Detective fiction by women provides glimpse into past

According to some literary historians, no significant detective fiction was written between Edgar Allan Poe's famous stories of the 1840s and Dashiell Hammett's hard-boiled novels of the 1920s. Catherine Nickerson refutes that idea in her newly released book, The Web of Iniquity: Early Detective Fiction by American Women, which examines "domestic detective fiction" written between the Civil War and World War II.

These books were very popular in their time, but they're now considered obscure because detective fiction is often weeded out of literary collections, said Nickerson, an associate professor with a joint appointment in English and American studies.

Hardbound books rather than dime novels, these books appealed to middle-class, habitual readers, Nickerson said. "They were always considered light reading, but they were incredibly popular, which means that people liked them, recommended them to friends and went back for more."

Nickerson focused on writers such as Metta Fuller Victor, Anna Katharine Green and Mary Roberts Rinehart--Northern women who usually set their stories in Northeastern cities. Victor, a prolific writer in many genres, began writing detective novels in the 1860s under the pseudonym "Seeley Regester" and used male detectives as her protagonists.

Green started writing in the 1870s and used male detectives in her stories until the 1890s, when she introduced the female detective into her books. Universally this character tended to be a middle-aged spinster who competed with and outsmarted the police detective officially on the scene, rather than a professional detective.

A pattern developed in women's detective fiction during this period, Nickerson explained.
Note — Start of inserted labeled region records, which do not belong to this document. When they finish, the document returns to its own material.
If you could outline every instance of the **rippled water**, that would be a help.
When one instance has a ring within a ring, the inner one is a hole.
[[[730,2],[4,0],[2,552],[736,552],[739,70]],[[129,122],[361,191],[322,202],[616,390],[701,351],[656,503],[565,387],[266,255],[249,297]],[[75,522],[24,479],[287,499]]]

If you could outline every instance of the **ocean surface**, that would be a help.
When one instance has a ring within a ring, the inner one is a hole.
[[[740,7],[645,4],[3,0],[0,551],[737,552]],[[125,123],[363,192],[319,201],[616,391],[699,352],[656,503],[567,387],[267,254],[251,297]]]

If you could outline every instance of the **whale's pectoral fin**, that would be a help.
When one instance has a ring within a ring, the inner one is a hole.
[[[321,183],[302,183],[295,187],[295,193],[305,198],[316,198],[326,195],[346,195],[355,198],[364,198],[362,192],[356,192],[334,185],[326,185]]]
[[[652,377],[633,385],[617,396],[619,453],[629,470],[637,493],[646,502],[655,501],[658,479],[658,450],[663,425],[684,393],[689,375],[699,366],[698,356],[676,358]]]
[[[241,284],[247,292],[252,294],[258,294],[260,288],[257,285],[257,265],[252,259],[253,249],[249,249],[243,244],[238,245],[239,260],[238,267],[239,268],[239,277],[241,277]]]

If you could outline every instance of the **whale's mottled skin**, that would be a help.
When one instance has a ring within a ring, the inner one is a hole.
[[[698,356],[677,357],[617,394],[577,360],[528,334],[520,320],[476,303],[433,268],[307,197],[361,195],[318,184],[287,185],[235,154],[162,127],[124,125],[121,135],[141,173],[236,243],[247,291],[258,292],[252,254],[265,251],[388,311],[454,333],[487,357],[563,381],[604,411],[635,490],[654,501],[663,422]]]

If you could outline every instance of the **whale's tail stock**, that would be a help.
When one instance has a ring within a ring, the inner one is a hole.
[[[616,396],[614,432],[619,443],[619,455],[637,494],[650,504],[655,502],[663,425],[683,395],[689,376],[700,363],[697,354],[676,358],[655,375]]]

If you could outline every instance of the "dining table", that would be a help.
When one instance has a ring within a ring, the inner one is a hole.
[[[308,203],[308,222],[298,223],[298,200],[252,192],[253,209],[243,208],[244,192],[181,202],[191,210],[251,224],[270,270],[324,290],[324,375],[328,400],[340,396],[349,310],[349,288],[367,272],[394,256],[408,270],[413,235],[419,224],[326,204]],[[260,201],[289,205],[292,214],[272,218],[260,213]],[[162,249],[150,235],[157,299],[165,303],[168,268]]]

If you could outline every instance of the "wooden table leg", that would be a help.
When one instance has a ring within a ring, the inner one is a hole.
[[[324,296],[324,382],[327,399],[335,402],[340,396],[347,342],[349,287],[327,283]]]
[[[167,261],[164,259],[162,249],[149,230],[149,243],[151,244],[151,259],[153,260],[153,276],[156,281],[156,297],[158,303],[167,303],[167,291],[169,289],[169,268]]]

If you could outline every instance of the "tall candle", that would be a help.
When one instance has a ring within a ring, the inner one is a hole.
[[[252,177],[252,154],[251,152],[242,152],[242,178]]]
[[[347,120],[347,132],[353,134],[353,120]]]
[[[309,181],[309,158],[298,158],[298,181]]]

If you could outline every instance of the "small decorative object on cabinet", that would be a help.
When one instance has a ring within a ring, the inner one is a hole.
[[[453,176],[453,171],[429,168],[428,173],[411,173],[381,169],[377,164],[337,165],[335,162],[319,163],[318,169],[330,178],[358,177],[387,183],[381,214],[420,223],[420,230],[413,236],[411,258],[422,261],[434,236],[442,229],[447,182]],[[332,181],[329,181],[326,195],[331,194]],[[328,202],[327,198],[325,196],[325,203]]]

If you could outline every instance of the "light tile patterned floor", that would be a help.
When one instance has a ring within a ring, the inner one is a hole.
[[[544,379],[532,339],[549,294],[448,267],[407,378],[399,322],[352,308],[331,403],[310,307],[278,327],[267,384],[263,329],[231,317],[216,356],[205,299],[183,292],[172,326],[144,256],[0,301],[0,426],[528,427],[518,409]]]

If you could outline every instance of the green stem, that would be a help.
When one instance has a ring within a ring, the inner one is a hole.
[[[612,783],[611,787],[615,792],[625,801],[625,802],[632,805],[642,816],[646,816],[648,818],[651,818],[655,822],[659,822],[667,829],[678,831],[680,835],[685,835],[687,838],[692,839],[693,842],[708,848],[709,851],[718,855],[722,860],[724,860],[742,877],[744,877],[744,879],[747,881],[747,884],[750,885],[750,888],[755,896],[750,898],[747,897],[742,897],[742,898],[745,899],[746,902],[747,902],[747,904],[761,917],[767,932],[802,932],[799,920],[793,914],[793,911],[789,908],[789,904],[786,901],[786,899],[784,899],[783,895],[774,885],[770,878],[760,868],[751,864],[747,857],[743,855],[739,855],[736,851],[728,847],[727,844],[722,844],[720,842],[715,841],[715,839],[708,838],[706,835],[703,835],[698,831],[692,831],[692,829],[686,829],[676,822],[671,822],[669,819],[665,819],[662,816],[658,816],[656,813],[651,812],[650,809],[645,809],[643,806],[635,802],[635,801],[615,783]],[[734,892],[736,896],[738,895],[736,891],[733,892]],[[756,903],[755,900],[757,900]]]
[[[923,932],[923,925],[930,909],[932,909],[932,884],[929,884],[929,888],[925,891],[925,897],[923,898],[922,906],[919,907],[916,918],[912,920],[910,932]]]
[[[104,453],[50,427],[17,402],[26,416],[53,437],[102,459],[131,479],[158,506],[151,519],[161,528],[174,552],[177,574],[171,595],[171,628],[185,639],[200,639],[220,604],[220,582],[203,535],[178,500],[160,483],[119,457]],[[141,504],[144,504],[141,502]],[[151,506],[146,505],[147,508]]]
Typically the male detective came in with a presumption of intellectual and moral superiority, but the female detective proved more clever than he, seeing more layers to the story. For instance, one of Green's female detectives speaks of "needing women's eyes for women's matters."

Rinehart is more familiar to modern readers. She started publishing in 1908 and continued into the 1940s. Her detectives were almost always women, and the stories were told as first-person narratives. This narrative voice was really important to Rinehart, Nickerson said, because she wanted to "let us into the experience of being a detective--being confused, even being terrified."

While domestic detective fiction--especially Rinehart's--includes details about domestic life, its rise more often reflects cultural anxieties of the period. "From literature from the 1870s you see that people were terrified about street crime and burglary and mugging and rape," Nickerson said. "In the post-Civil War period there was a sense that all the rules had changed, even in the North. Particularly in cities there was a sense you didn't know your neighbors anymore."

These feelings, she noted, corresponded to the rise in immigration at the time. "Detective fiction is ultimately about the problem of not being able to trust people, because a detective story is only a mystery if you can't figure out who did it," Nickerson said. "So it's about figuring out who's trustworthy and who isn't. It's also about not trusting surfaces, because in the novels I write about the perpetrators are people who seem respectable."

The stories are "more like dreams of a culture than a snapshot of it," Nickerson added. Their appeal lies in a structure of convention that allows readers to explore their innermost fears and demons with some sense that it's going to be OK in the end. "I think that the detective hero is a particular kind of hero for the modern age," she said.